Task 5: Using Refinery and an LLM together (5 IMsc points or +1 point to final score)
The goal of this task is to use Refinery together with an LLM. We propose two workflows that integrate the two tools: either process the output of the LLM with Refinery, or process the output of Refinery with an LLM. More complex workflows and feedback loops are also possible.
To complete this task, you only have to perform a single workflow.
Proposed workflow A: Process LLM output with Refinery
Take the generated instance model from Task 4 or generate a new one and copy it into Refinery.
- If there are any syntax errors, copy the list of syntax errors into the LLM conversation and try to get it to fix the syntax.
- If any well-formedness constraints indicate errors in the model (watch out for error markers in the Graph view or the Table view), describe the semantic errors to the LLM and try to get it to fix the model.
Repeat these two steps as necessary to generate a valid instance model.

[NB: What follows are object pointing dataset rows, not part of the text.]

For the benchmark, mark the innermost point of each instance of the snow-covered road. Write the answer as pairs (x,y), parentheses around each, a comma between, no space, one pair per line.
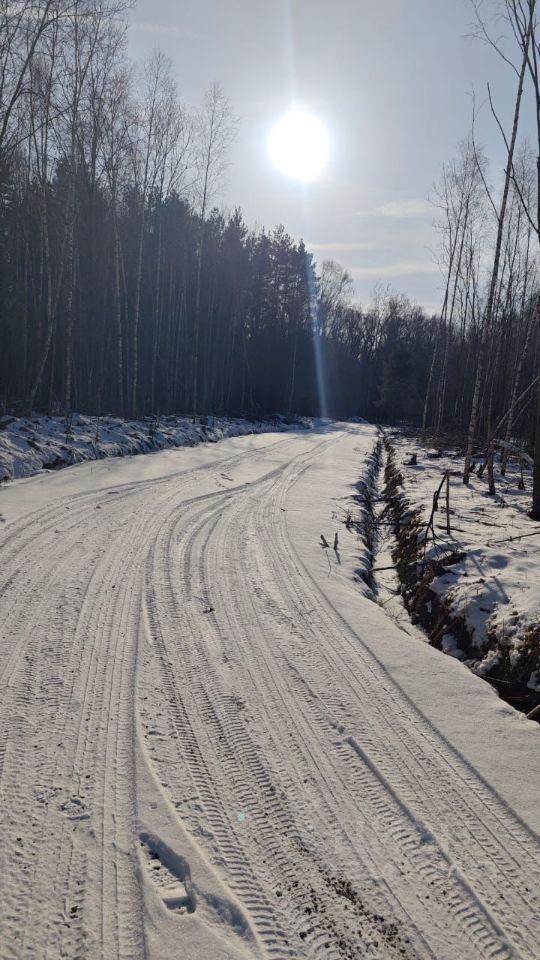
(214,745)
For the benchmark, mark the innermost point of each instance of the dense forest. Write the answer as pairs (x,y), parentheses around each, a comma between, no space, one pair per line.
(124,288)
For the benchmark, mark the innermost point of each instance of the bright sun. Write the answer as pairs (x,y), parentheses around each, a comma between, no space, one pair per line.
(299,145)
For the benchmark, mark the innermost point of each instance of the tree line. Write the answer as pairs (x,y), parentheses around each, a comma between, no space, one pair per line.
(124,289)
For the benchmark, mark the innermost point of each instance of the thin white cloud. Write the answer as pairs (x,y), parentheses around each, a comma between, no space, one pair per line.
(343,247)
(401,268)
(412,208)
(145,26)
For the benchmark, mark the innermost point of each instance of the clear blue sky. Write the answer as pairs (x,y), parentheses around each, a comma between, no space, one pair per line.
(392,79)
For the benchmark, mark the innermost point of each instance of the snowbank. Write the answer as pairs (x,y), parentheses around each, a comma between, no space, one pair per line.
(31,444)
(492,595)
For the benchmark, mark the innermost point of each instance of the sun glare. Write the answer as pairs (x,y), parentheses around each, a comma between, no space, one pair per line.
(299,145)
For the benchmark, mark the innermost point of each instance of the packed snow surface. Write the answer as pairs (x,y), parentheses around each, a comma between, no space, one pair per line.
(214,744)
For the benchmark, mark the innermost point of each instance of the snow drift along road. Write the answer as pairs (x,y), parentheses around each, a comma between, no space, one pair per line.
(214,745)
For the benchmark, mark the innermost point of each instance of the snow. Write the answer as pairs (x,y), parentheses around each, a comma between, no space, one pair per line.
(495,589)
(217,745)
(30,444)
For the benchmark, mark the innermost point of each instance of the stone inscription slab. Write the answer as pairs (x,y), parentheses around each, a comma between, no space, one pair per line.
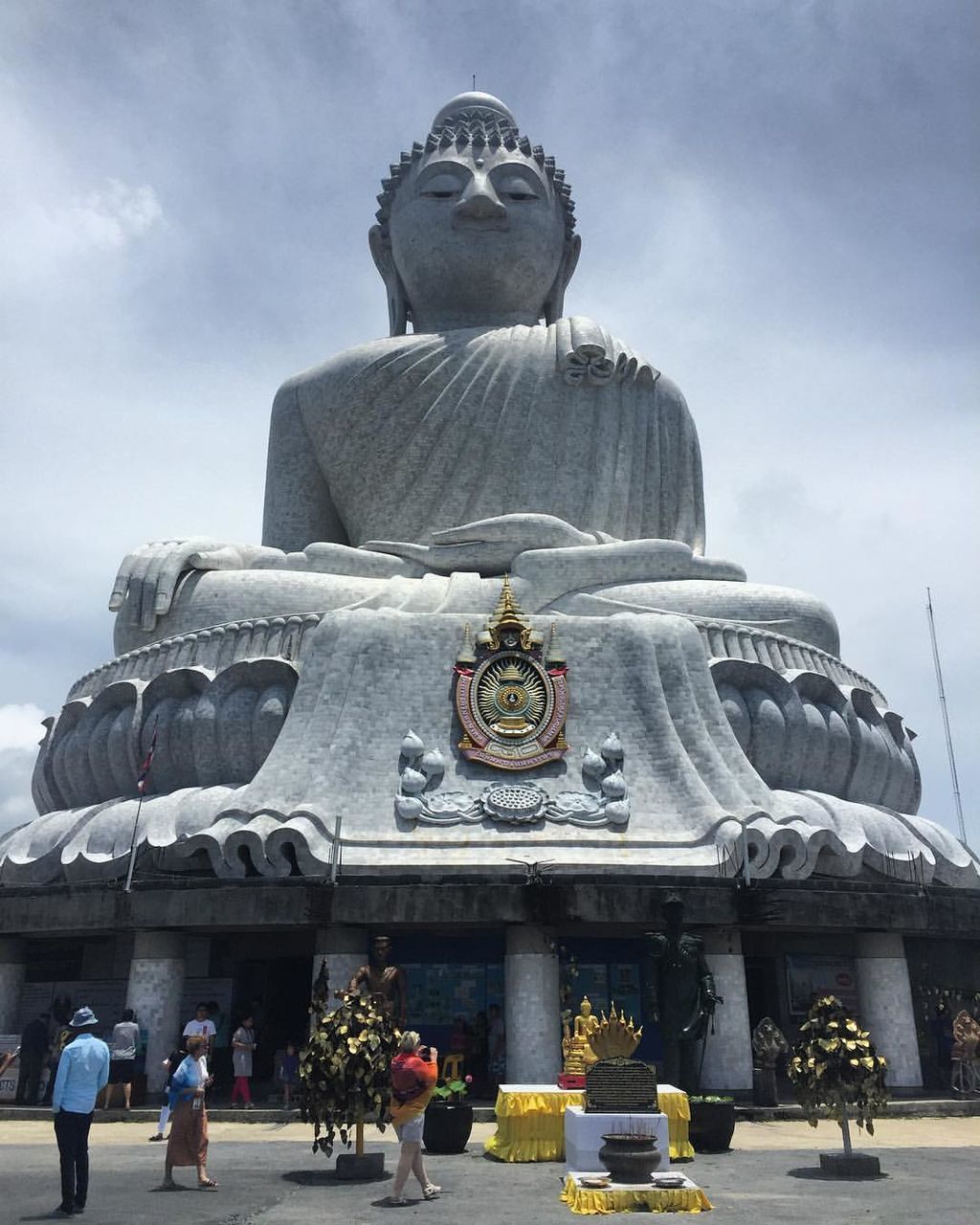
(621,1087)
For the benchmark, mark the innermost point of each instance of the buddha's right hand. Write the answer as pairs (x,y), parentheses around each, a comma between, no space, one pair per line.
(147,580)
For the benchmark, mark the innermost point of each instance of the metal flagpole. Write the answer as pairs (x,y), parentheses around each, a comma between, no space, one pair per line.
(132,845)
(141,779)
(957,799)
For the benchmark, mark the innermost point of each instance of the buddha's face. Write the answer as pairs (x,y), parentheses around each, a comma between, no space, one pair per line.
(476,234)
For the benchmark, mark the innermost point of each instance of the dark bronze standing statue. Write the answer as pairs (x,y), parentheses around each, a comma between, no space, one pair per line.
(384,981)
(680,995)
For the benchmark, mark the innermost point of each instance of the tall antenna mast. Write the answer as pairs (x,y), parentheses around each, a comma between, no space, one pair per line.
(957,799)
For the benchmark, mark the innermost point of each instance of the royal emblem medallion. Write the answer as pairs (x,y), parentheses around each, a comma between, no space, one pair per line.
(511,694)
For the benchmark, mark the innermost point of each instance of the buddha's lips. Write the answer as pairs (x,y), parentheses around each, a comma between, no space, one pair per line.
(481,227)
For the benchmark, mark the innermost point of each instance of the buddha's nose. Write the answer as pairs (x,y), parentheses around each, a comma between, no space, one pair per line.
(480,202)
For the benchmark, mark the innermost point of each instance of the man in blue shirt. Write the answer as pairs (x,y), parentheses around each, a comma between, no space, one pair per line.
(82,1073)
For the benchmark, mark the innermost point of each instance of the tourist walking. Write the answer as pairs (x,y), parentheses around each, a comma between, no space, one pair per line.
(243,1045)
(33,1053)
(188,1142)
(170,1063)
(414,1071)
(122,1046)
(82,1075)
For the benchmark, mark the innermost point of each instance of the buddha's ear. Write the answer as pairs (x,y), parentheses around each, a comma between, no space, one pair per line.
(554,304)
(385,265)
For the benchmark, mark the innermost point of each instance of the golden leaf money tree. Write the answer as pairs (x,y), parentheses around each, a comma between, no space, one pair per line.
(345,1067)
(835,1070)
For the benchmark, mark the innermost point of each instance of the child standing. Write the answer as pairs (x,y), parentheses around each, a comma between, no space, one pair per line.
(243,1044)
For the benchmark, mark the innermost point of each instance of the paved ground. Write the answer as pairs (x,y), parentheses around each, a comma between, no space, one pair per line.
(268,1176)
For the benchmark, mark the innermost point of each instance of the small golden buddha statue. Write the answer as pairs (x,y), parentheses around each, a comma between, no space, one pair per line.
(574,1045)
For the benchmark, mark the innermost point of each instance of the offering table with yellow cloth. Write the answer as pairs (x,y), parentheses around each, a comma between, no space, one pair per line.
(530,1121)
(626,1198)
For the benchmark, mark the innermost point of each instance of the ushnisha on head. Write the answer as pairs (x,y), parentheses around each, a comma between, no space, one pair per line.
(476,226)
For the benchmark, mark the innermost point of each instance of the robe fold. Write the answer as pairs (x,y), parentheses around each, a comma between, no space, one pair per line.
(418,434)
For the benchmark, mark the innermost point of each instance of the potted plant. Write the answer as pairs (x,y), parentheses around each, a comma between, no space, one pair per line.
(712,1124)
(449,1120)
(838,1075)
(345,1076)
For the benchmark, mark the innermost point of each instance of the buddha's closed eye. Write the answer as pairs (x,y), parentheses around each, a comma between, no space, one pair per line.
(442,187)
(517,188)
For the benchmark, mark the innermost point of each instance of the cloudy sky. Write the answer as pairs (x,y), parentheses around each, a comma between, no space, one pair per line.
(779,209)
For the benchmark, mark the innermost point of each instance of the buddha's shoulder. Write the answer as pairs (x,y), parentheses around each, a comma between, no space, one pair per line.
(350,362)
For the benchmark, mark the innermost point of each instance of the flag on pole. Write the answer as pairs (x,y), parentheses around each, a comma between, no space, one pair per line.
(141,778)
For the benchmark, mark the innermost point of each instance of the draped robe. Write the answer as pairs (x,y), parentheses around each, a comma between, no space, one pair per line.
(416,434)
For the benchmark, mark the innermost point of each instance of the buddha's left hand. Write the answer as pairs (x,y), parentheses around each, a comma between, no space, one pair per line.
(490,546)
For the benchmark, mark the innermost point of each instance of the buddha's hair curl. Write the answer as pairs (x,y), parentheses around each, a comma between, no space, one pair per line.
(477,129)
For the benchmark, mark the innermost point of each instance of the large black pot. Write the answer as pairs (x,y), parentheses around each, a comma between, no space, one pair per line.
(712,1125)
(630,1158)
(447,1125)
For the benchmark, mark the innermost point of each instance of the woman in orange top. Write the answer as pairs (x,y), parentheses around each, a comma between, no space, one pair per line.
(413,1077)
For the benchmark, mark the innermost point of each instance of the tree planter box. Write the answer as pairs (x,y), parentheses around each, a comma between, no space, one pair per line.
(712,1125)
(447,1127)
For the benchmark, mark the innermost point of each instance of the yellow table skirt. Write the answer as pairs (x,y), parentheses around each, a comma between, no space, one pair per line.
(530,1125)
(587,1202)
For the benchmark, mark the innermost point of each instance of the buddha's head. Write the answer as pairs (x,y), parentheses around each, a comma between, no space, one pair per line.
(476,226)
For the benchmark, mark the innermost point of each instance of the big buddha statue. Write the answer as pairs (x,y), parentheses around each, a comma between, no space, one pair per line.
(501,501)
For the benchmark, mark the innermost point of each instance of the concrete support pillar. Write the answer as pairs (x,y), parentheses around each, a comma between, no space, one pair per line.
(345,949)
(11,980)
(727,1051)
(532,1010)
(154,990)
(884,997)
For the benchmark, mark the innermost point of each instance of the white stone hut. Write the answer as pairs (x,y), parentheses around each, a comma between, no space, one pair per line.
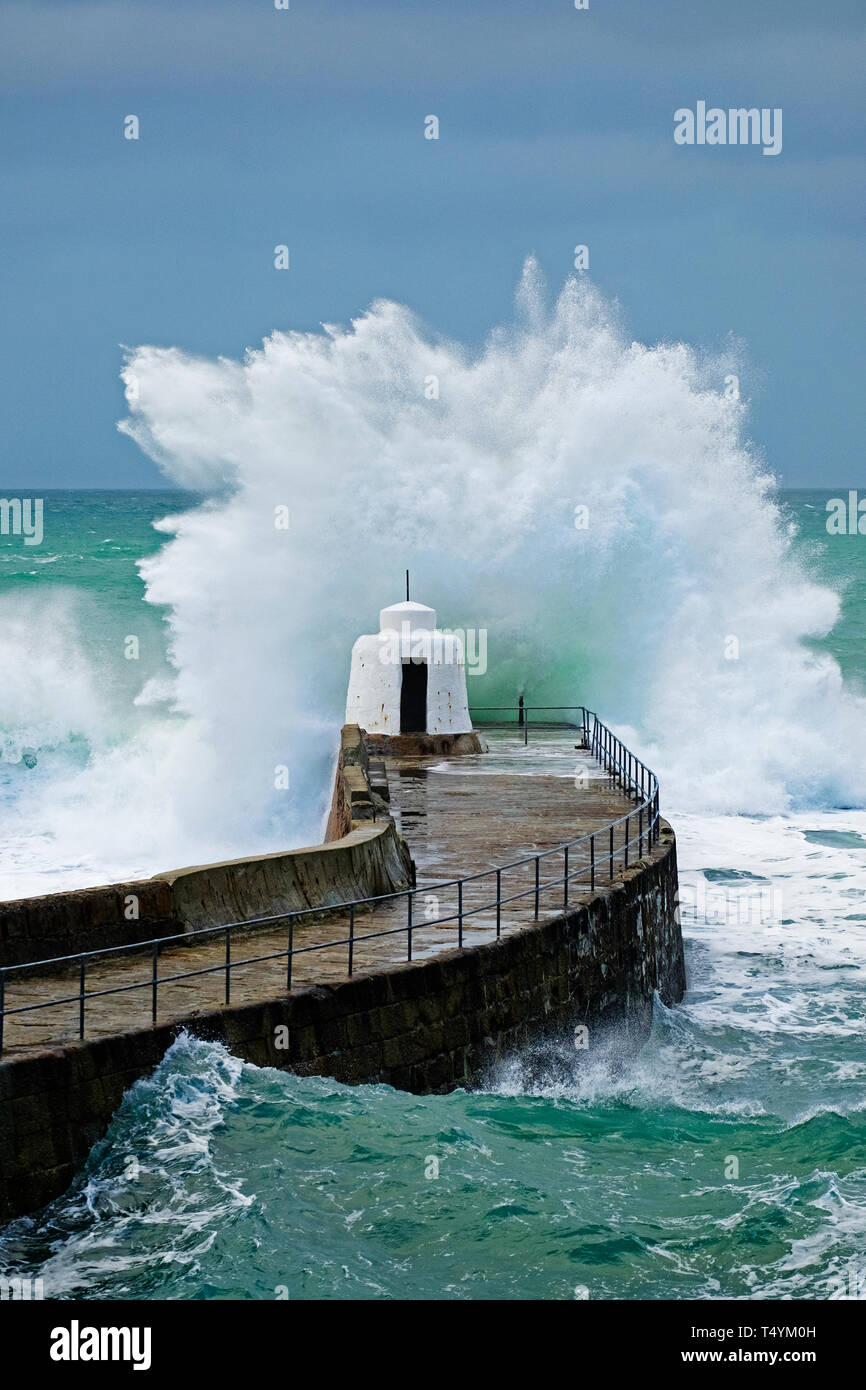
(409,677)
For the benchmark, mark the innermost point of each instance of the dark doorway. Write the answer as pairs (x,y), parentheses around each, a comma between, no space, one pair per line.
(413,698)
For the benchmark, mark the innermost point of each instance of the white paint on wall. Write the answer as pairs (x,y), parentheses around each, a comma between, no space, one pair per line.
(407,633)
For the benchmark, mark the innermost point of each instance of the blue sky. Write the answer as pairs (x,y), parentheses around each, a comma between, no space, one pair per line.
(305,127)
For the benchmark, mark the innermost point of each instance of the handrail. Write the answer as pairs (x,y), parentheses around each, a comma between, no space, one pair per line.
(634,779)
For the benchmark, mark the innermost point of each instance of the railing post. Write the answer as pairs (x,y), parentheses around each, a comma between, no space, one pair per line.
(154,980)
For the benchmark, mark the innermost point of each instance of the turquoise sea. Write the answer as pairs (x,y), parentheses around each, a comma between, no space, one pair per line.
(729,1159)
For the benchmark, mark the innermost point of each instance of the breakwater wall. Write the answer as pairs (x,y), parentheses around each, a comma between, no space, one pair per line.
(363,855)
(424,1026)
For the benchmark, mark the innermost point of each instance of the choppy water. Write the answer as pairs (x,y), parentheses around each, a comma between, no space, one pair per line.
(730,1158)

Proposed workflow B: Process Refinery output with an LLM
To perform this workflow, you will need to download and use the Refinery Command-Line Interface (CLI) Docker container.
Save your metamodel and model scope into a Refinery model generation problem (.problem
) file.
Use the Refinery CLI to generate a consistent Refinery instance model (.refinery
) file.
This is a textual description of your instance model.
Copy the instance model into an LLM conversation, and try to get the LLM to process it. Possible use-cases include:
- Try to get the LLM rename the objects in the instance model with semantically relevant names.
- Try to get the LLM analyze the instance model for relevance or realisticness, and suggest some more relevant constraints.
- Try to get the LLM provide a natural-language description of the instance model.
To complete this workflow, you will only need to make the LLM complete a single use-case.